All Turkish women wear scarf. Lie. It seems to me that there are even more women who don’t wear one. The interesting thing is that I saw many very nicely dressed women and the scarf didn’t ruin their look, but it matched the other clothing and shoes they had. For many of us – Europeans, this way they dress according their religion is incomprehensible but we should understand that they just want to follow example of Mohamed’s wives rather than think of themselves as victims of men’s will. Turkey is a secular country and women can’t wear scarves at university for instance, because it can be understood as political religion. So, those who stay with decision to hide their true hair and still want to attend classes may wear wigs.

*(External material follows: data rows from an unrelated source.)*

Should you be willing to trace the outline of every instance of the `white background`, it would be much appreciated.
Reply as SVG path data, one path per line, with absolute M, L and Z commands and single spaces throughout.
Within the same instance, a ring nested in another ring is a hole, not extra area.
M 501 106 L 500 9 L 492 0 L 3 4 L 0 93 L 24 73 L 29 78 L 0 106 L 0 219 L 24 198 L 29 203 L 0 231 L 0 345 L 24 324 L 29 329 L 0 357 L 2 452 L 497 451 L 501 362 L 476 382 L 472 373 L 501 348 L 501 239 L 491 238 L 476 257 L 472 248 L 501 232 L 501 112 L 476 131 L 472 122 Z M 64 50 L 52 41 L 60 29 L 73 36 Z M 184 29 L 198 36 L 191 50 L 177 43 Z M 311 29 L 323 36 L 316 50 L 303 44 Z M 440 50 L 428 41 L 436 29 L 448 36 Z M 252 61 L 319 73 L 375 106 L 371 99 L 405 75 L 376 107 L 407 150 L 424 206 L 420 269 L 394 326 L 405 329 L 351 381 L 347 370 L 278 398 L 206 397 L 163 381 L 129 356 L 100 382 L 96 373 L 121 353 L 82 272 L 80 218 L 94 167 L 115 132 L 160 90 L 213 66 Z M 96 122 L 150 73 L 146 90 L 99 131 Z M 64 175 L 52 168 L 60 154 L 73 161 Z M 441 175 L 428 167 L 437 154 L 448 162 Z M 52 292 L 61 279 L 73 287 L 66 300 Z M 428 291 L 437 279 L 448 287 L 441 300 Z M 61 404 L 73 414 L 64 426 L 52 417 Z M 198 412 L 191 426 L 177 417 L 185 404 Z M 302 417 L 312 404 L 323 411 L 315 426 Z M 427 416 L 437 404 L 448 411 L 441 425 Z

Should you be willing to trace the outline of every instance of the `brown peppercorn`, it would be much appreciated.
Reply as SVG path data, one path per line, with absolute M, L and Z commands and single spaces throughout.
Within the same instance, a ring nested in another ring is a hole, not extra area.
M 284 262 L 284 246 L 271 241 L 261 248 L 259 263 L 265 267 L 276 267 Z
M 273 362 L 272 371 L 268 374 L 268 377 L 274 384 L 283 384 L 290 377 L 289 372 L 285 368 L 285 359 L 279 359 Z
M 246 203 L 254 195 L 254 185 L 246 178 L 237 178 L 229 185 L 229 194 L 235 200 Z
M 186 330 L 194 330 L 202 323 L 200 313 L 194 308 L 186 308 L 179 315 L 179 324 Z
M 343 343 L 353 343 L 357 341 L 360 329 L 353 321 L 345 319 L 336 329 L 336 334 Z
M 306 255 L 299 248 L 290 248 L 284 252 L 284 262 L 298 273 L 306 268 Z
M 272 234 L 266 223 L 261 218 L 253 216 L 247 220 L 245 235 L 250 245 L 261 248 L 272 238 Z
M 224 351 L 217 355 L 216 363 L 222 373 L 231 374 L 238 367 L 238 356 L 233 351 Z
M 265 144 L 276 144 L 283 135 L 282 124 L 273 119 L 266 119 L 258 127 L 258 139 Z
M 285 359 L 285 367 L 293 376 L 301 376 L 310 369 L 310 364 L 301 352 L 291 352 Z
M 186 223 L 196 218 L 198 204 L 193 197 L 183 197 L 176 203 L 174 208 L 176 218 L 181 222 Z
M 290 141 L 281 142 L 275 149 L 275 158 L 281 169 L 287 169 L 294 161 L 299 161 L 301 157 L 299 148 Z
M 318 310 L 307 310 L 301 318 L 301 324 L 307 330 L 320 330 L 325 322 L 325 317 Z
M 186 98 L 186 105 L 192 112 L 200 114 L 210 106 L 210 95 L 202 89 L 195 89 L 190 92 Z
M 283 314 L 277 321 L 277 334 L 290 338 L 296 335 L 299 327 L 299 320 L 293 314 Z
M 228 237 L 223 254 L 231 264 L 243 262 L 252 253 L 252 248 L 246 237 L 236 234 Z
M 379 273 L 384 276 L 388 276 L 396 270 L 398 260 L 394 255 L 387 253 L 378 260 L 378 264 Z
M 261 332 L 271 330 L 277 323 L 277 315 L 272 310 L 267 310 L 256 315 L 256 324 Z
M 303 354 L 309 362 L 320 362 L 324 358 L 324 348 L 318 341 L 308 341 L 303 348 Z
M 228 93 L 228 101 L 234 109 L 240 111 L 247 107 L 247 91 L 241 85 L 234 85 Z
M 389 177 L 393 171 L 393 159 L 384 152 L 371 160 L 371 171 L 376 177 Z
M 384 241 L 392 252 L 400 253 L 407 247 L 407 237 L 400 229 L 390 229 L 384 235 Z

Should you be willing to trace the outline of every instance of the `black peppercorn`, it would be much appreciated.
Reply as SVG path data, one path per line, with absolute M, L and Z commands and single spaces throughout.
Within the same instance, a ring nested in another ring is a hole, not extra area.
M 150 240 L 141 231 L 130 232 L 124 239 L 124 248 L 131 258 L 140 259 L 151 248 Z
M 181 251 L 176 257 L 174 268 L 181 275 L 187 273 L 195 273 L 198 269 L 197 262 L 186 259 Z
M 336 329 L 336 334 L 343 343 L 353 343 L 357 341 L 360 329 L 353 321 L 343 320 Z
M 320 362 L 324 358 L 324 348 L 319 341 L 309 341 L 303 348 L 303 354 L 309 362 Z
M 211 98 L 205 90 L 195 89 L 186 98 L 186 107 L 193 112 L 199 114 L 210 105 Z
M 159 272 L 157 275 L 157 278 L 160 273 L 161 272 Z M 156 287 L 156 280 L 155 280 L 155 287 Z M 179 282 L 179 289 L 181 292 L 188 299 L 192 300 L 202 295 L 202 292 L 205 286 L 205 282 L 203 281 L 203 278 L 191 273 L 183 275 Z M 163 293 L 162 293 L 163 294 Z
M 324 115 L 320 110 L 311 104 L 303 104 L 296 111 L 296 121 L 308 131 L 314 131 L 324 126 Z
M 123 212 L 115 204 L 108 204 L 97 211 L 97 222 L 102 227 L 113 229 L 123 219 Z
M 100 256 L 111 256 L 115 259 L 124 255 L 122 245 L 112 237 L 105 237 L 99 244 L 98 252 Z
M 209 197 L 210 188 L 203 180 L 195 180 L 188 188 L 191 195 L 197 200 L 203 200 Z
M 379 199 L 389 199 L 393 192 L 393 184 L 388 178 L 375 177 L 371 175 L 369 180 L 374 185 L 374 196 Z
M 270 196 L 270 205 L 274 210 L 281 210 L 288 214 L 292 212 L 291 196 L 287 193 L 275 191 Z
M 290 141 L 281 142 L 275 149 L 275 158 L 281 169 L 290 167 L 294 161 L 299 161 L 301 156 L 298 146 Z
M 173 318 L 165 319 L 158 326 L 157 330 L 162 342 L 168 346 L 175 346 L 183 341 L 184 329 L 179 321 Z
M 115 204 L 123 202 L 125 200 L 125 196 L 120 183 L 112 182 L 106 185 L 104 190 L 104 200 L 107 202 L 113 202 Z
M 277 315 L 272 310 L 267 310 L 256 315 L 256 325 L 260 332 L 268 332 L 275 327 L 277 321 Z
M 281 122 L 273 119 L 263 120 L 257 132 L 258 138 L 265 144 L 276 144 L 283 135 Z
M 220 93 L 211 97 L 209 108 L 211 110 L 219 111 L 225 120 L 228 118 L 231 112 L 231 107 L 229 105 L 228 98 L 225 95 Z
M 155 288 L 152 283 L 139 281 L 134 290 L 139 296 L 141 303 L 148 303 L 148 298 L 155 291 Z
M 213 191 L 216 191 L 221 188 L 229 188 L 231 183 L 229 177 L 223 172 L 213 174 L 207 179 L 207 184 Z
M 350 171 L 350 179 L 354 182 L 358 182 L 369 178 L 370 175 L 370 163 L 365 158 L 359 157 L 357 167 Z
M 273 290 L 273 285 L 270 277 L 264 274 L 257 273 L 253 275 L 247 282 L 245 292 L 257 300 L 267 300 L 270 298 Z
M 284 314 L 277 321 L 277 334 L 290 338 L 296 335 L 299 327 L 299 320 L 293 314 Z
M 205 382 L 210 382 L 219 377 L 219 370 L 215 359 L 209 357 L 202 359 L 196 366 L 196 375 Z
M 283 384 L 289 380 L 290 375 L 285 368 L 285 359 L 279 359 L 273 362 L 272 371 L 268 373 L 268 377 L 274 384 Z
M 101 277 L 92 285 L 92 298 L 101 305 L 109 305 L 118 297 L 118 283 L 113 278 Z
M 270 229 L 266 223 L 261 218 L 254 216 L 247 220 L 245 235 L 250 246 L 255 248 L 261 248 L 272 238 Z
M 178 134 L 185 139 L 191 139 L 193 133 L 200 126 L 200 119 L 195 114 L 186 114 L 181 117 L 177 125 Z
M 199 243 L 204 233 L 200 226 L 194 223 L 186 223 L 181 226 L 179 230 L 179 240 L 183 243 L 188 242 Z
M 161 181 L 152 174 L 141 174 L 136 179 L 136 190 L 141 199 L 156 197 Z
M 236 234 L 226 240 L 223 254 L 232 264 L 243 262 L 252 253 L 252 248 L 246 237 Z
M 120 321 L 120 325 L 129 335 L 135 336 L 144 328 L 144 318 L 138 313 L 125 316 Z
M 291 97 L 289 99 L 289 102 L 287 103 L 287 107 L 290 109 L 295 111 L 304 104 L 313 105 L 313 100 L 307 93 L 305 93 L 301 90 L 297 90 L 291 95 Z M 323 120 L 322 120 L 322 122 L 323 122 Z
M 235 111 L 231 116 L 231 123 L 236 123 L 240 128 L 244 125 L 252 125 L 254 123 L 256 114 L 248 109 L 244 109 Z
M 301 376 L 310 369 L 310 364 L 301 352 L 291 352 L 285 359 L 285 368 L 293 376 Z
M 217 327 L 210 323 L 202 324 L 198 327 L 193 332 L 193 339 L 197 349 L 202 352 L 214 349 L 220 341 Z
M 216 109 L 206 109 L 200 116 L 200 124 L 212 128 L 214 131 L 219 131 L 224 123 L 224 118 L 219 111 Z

It is not safe to go to Turkey if you are for instance – Serb. Although the seaside in Turkey is quite popular in Serbia, there are still strong prejudices about this country and safety for Serbs who want to travel there. There are still parents who will not allow their children to go to Turkey or will let them go with a big burden of warnings and precautions. You should know that this is vice versa as well. As my friend Faik, producer and journalist at the BBC’s Turkish section, told me, during the 90’s he himself as a TV presenter had to read news such as: “Butcher man Radovan Karadzic did this or that..”, which would be interpreted today as politically incorrect, but at that time stirred up a lot of fear of Serbian “barbarians” and avoiding travel to this country. My intention is to assure you that this is rubbish. People there were extremely polite to me and even interested in where I exactly live in Serbia, how many people are there and is it more or less expensive than in Istanbul. Media can have a really big impact on public opinion, so maybe it is not a bad idea to think if today we still have hate speech and bigotry, just wrapped in colorful paper with bruises.
Nobody speaks English over there. Not exactly nobody, but it’s not so easy to find good English interlocutor, at least if you try to speak randomly with people on the street. During reporting about Turkish coffee on the streets of Istanbul, we tried to conduct a survey with them, but we were getting lots of waving heads for no, while finding mostly tourists in the end, with whom we could talk. And one could say – so what? Do they really have to know English? Maybe with aspirations towards the EU it would be logical, or not?
Turks are small, dark and kinda filthy and beware of them. One big fat bolded NO. Indeed, Turks are beautiful and handsome. If they like you they can ask you out or ask for your phone number, but really won’t push you further if you decline. And beauty goes for women as well if you believe my friend Bram who described them as “wow, such nice eyes and skin!”.
Don’t look a Turk straight in the eyes. Somebody told me that you shouldn’t look a Turk straight in the eyes for several seconds, because he will understand it as invitation for a next step, such as kiss. I haven’t really tried out this claim, but if you like some Turk try it out and see what happens.